Doctors were waiting for a new heart that matched not only for size and blood type, but also for tissue type. Aiyana had developed coronary artery disease likely caused by the effect of antibodies she developed against the first donor’s tissue, a mismatch in the human leukocyte antigen or HLA, which regulates immune response.

On July 2, after learning a new heart was available, Promeese Lucas, 33, Aiyana’s mom, alerted friends and family:

“AIYANAS HEART IS HERE AND IT’S A AWESOME MATCH,” she wrote in an email.

The next day, July 3, Aiyana went into surgery in the late afternoon. By 6:30 p.m., her parents were told the new heart was in place, working fine. A little more than three hours later, doctors escorted Promeese and her husband, Kevin Lucas, 35, into a quiet room on the Seattle Children’s transplant floor.

“They said, the heart, it doesn’t want to beat,” Promeese Lucas recalled. “When they put it in, that thing was beating great, that joint was jumping.”

Then it stopped – and doctors couldn’t get the delicate organ to start again.

“I don’t think we’ll really know why,” Chen said.

Later examination revealed the heart had been so damaged it never would have worked, Chen said.

That left Aiyana with almost no options. She was placed on an artificial heart-lung machine, but doctors warned that could only last for several days. The child was added back to the heart-transplant list July 5. Her status was 1A, the most critical, but this time doctors left out the matching HLA requirements.

“Everyone was like, we can’t lose her,” Promeese Lucas recalled. “We had everybody on that side of the floor praying.”

Even without strict organ-matching requirements, the median waiting time for a heart at Seattle Children’s is nearly four months. Nationwide, that wait is more than seven months.

But a day later, Promeese Lucas got the word: Unbelievably, a third heart was available.

“The doctor told me, ‘If this works, she’ll be the luckiest girl I know,’ ” she recalled.

That operation went smoothly. By the next weekend, Aiyana, a tall girl with tight braids and a wide smile, was walking the hallways.

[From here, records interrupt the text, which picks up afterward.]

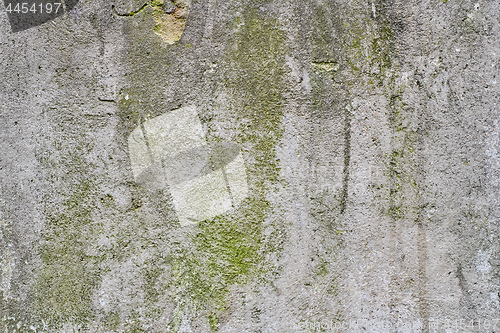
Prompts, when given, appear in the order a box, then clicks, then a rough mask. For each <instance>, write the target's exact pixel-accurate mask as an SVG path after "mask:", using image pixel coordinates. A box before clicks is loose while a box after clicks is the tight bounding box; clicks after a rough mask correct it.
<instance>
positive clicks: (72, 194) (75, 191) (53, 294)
mask: <svg viewBox="0 0 500 333" xmlns="http://www.w3.org/2000/svg"><path fill="white" fill-rule="evenodd" d="M70 162H71V164H73V163H74V164H73V165H75V166H81V165H83V164H84V162H83V161H82V160H81V159H80V158H79V157H76V155H73V158H72V159H70ZM70 168H71V167H70ZM73 171H74V172H77V171H75V170H73ZM82 178H83V179H81V180H79V181H78V183H77V184H74V185H72V186H70V187H69V189H67V191H68V194H67V196H66V198H65V199H64V201H63V202H62V203H60V204H59V205H58V207H47V208H46V211H45V214H46V216H47V224H46V227H45V231H44V233H43V237H42V239H43V242H42V245H41V246H40V248H39V253H40V257H41V260H42V263H43V264H42V268H41V270H40V271H39V273H38V281H37V285H36V287H37V288H36V303H37V308H38V312H39V316H40V318H41V319H43V320H44V321H45V322H46V323H47V324H48V325H49V326H51V327H59V326H61V325H62V324H64V323H73V324H79V325H83V326H85V324H86V323H87V322H88V321H89V320H90V319H91V318H92V316H93V311H92V300H91V296H92V293H93V290H94V289H95V288H96V287H97V285H98V283H99V282H100V273H101V272H100V268H99V267H100V265H99V264H100V262H102V259H103V258H102V256H101V255H99V254H92V253H90V251H89V243H91V242H92V240H93V239H95V237H96V235H98V234H99V232H100V224H99V223H97V222H96V221H95V220H94V219H93V211H94V209H95V204H94V202H95V200H97V195H96V193H97V190H96V187H95V186H94V185H93V183H92V182H91V181H90V180H88V179H85V178H86V177H82Z"/></svg>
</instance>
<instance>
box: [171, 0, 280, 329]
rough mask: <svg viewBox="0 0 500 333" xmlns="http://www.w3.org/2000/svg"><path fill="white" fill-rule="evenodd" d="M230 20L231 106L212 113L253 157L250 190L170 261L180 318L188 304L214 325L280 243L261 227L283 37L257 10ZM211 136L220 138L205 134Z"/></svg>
mask: <svg viewBox="0 0 500 333" xmlns="http://www.w3.org/2000/svg"><path fill="white" fill-rule="evenodd" d="M238 22H239V24H238ZM235 25H238V30H237V32H236V34H235V37H234V43H233V45H231V48H230V50H229V51H228V54H227V58H226V60H225V66H226V67H225V68H226V75H225V77H224V78H223V79H224V89H225V90H227V91H228V92H229V93H230V95H231V96H232V99H231V102H230V104H231V109H232V111H230V112H229V113H228V114H218V115H216V116H215V117H216V118H217V117H221V120H224V119H222V118H225V119H226V120H227V117H231V118H233V120H232V124H233V125H234V126H235V127H234V135H233V138H232V140H233V141H235V142H238V143H239V144H241V145H242V146H243V147H244V149H243V151H244V154H245V156H246V157H247V158H246V159H247V161H250V162H247V164H246V167H247V179H248V183H249V187H250V193H249V196H248V197H247V199H245V200H244V201H243V203H242V204H241V205H240V206H239V207H237V208H236V209H235V210H234V211H233V212H230V213H227V214H224V215H220V216H218V217H215V218H214V219H212V220H206V221H204V222H201V223H200V224H199V225H198V230H197V232H196V234H195V235H194V237H193V249H190V251H191V253H189V254H187V253H186V252H185V251H183V253H182V254H181V255H180V256H178V257H177V258H176V259H174V262H176V264H175V265H174V276H177V279H176V281H177V283H176V288H177V290H181V292H182V295H183V297H182V298H183V299H184V301H183V302H184V303H183V304H185V307H191V310H188V309H186V308H184V309H178V314H179V316H183V315H185V314H186V313H187V312H189V311H192V310H193V308H192V307H194V308H195V309H197V308H199V307H202V308H209V309H212V312H211V314H210V315H208V316H207V317H208V318H207V320H208V322H209V324H210V326H211V327H212V329H213V330H216V329H217V324H218V319H217V318H218V314H217V313H218V312H222V311H224V309H225V302H226V299H227V296H228V294H229V290H230V287H231V286H232V285H235V284H244V283H246V282H248V281H249V280H250V279H251V278H252V277H255V276H262V274H265V273H266V272H268V271H269V270H270V268H269V265H270V264H268V263H267V264H266V260H265V259H264V252H268V251H277V249H278V248H279V244H278V242H279V237H277V238H276V239H275V240H274V241H268V240H267V239H266V237H265V236H264V227H263V224H264V221H265V220H266V219H267V218H268V217H269V216H270V215H271V214H272V213H273V207H272V205H271V203H270V202H269V201H268V200H267V198H266V196H267V195H268V193H269V191H271V190H272V189H273V186H274V185H275V184H276V183H277V182H279V179H280V176H279V172H280V169H279V161H278V159H277V155H276V151H275V147H276V146H277V145H278V144H279V142H280V139H281V137H282V133H283V129H282V125H281V119H282V117H283V97H282V87H283V82H282V76H283V75H284V69H283V64H284V35H283V33H282V31H281V30H280V29H279V27H278V24H277V23H276V21H274V20H270V19H267V18H265V17H263V16H262V15H261V14H259V13H258V12H257V11H256V10H254V9H250V10H248V11H246V12H244V13H243V15H242V16H241V17H239V18H238V19H237V20H236V21H235ZM214 121H217V119H215V120H214ZM243 124H244V125H243ZM209 125H210V124H209ZM208 140H210V141H218V140H220V138H218V137H217V136H216V135H214V134H213V133H210V132H209V133H208ZM186 299H189V302H186ZM193 304H194V305H193ZM179 320H180V319H179ZM174 326H177V325H174ZM173 329H175V327H173Z"/></svg>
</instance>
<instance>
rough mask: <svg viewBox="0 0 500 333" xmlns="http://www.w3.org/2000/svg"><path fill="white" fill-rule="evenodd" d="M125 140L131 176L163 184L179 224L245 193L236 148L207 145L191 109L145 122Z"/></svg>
mask: <svg viewBox="0 0 500 333" xmlns="http://www.w3.org/2000/svg"><path fill="white" fill-rule="evenodd" d="M128 142H129V153H130V160H131V162H132V163H131V164H132V172H133V174H134V178H135V180H136V181H137V182H139V183H142V182H144V183H148V184H153V185H154V186H158V185H159V186H163V184H164V185H165V186H167V187H168V188H169V190H170V193H171V195H172V199H173V204H174V208H175V210H176V212H177V217H178V218H179V222H180V224H181V225H182V226H185V225H189V224H193V223H198V222H201V221H204V220H207V219H210V218H213V217H215V216H217V215H220V214H223V213H225V212H227V211H229V210H230V209H232V208H233V207H234V206H236V205H238V204H240V203H241V202H242V201H243V200H244V199H245V198H246V197H247V195H248V185H247V178H246V169H245V164H244V159H243V155H242V154H241V152H239V148H238V147H237V145H235V144H231V143H220V144H217V145H208V144H207V142H206V140H205V134H204V132H203V127H202V124H201V121H200V119H199V118H198V112H197V111H196V109H195V108H194V107H184V108H181V109H178V110H175V111H172V112H169V113H165V114H163V115H161V116H158V117H156V118H153V119H150V120H147V121H145V122H144V124H143V125H142V126H138V127H137V128H136V129H135V130H134V131H133V132H132V133H131V134H130V136H129V138H128Z"/></svg>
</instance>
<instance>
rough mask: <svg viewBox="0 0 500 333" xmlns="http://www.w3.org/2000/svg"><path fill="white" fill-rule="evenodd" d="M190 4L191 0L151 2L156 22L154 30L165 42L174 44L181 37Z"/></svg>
mask: <svg viewBox="0 0 500 333" xmlns="http://www.w3.org/2000/svg"><path fill="white" fill-rule="evenodd" d="M190 5H191V0H175V1H169V0H158V1H153V2H152V3H151V6H152V7H153V9H154V12H153V17H154V19H155V22H156V25H155V27H154V31H155V33H156V34H157V35H158V36H160V37H161V38H162V39H163V41H164V42H165V43H167V44H174V43H175V42H177V41H178V40H179V39H181V36H182V33H183V32H184V27H185V26H186V19H187V16H188V14H189V7H190Z"/></svg>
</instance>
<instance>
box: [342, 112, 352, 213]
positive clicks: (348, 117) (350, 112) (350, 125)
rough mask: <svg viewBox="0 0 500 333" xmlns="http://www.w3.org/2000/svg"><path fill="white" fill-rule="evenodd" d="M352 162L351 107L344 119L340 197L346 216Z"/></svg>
mask: <svg viewBox="0 0 500 333" xmlns="http://www.w3.org/2000/svg"><path fill="white" fill-rule="evenodd" d="M350 161H351V105H350V104H348V105H347V107H346V109H345V118H344V170H343V172H342V193H341V197H340V213H341V214H344V212H345V209H346V202H347V196H348V194H349V164H350Z"/></svg>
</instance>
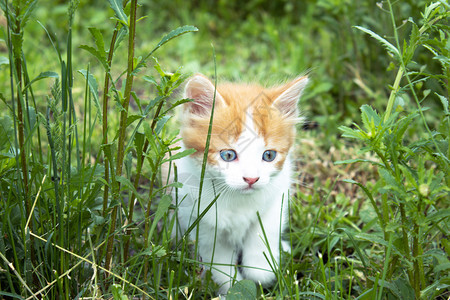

“It’s amazing how well she’s done,” Chen, her surgeon, said.

How many chances?

Cardiac re-transplants in children are risky, with a survival rate of about 60 percent at five years, according to a 2006 study in The Journal of Heart and Lung Transplantation.

“The hard decision for any of us in the heat of that moment is, do you follow statistics?” Chen said.

Aiyana’s new heart could likely last for years, even a lifetime, Chen said.

But if there are problems, it will raise an entirely new set of questions, said Art Caplan, director of bioethics at New York’s Langone Medical Center.

“Where does it end?” he said. “If this kid needs four hearts, the likelihood of success goes to zero.”

Transplant doctors are always weighing such difficult decisions, Chen said.

“By definition, if you give a heart to her, you’re taking it from someone else,” he acknowledged.

There are conditions in which re-transplant should not occur, said Klassen, the UNOS medical director. They include a patient with an active infection or a late-stage cancer, or one likely too weakened by previous surgery to survive.

Overall, however, it’s up to the transplant team to make the call. Most are very motivated to save their patients – as they should be, Caplan said.

“They have an obligation to their patient. Once they start, they have to give them what they get,” he said. “If you leave it up to transplant teams, they’ll use every organ they can get their hands on.”

Caplan said he favors limits on the number of organs any one patient can receive, but he also doubts any such restrictions will ever be imposed.

“Doctors can’t bring themselves to do it,” he said.

‘Journey ahead’

For now, in Aiyana’s case, the question is settled. With every beat of her new heart, she appears to be getting stronger and healthier. Promeese Lucas said she is deeply grateful to the three families who made the difficult decision to donate their loved ones’ organs.

Lucas said she’ll write letters to the families, thanking them and asking whether they’d like to be in contact.

Meanwhile, she credits her family’s unwavering faith and constant prayers for Aiyana’s outcome.

“God will use whoever he can to get to whoever he needs,” Lucas said. “She’s got stuff to do. She’s got this journey ahead.”